During the war known as the Rough Wooing, Railton was Treasurer of the Wars in the North (1549–1551). Railton was the accountant and courier of large sums of money for the English garrisons in Scotland. In August 1549, he wrote to the Earl of Rutland that he was unable to cross the flooded Tweed at Wark with his tired horses to bring money to the camp at Stichill.
In 1552, Railton requested a licence to eat meat on fast days as he was ill from a "sore ague" contracted at Chichester. He attended the funeral of Edward VI with the other clerks including William Honnyng.
Railton was a Marian exile in Frankfurt during Mary's reign. He wrote from Basel to William Petre, Mary's secretary, on 19 November 1554, apologising for his absence due to illness which left him unable to travel.
On his return to England, Railton was posted to Berwick-on-Tweed to work as Sadler's secretary. During the crisis of the Scottish Reformation, he deciphered coded letters, and was a correspondent of John Knox. He was involved in negotiations with the Duke of Châtellerault, one of the Protestant leaders in Scotland.
The English ambassador Nicholas Throckmorton in Paris and the diplomat Thomas Randolph organised the rescue and secret journey of Châtellerault's son, the Earl of Arran, from France to Scotland via Switzerland. James Croft sent Railton to meet the Earl, who was travelling under the alias Monsieur Beaufort, at Alnwick. Randolph, who used an alias Barnaby, wrote from Hamilton to Sadler at Berwick in cipher, with a pleasantry referring to their codework "desiring no less pleasure to Mr Railton in deciphering his own new invented orthography than I have in writing of it". William Cecil asked Sadler to tell Railton to keep the ciphered letters short and "write no more than needeth" to save labour reading them.
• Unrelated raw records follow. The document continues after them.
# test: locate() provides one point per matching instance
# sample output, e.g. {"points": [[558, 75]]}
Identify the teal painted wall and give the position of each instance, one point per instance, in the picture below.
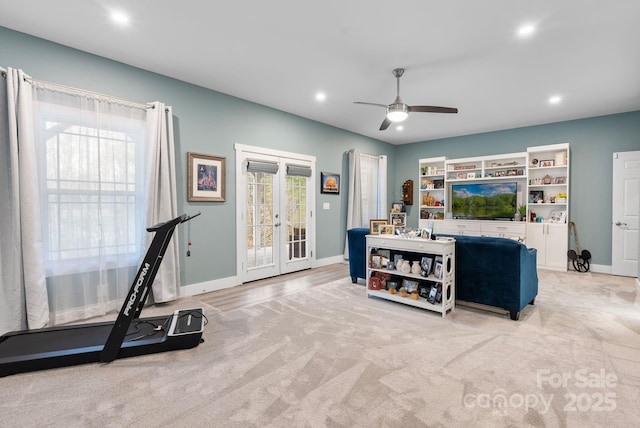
{"points": [[593, 142], [206, 122], [211, 122]]}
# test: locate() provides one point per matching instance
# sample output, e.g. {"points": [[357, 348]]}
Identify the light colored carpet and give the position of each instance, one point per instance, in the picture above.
{"points": [[331, 357]]}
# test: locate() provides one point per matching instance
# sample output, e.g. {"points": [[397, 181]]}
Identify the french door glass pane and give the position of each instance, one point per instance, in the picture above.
{"points": [[259, 219], [296, 217]]}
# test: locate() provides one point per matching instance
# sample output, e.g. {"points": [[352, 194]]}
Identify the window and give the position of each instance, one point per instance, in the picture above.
{"points": [[93, 202]]}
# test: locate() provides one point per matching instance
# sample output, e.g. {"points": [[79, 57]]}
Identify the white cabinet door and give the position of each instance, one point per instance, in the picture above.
{"points": [[551, 242], [556, 236], [536, 239]]}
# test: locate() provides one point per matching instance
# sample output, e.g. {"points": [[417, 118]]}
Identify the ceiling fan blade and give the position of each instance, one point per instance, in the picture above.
{"points": [[433, 109], [371, 104], [385, 124]]}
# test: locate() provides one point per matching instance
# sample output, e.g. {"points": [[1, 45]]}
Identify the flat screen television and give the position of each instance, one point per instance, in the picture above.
{"points": [[484, 201]]}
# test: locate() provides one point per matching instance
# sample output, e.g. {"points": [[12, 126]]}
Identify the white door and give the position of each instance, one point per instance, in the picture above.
{"points": [[274, 201], [625, 213]]}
In the same month, October 1559, Knox wrote to Railton describing the inception of his The History of the Reformation in Scotland. He also wrote to describe a silver gilt seal and a "trim staff" or sceptre sent to Scotland for Mary of Guise, Regent of Scotland. It was engraved with disputed heraldry that asserted the claim of Mary, Queen of Scots, to the throne of England. The heraldry was also displayed in various locations in France and observed by Throckmorton and his colleagues on their dinner plates during a royal banquet. Michel de Seure, the French ambassador in London, wrote to Mary of Guise about the friction caused by the controversial heraldry.
Gregory Railton died in 1561. Nicholas Throckmorton recommended John Somers for his position as Clerk of the Signet.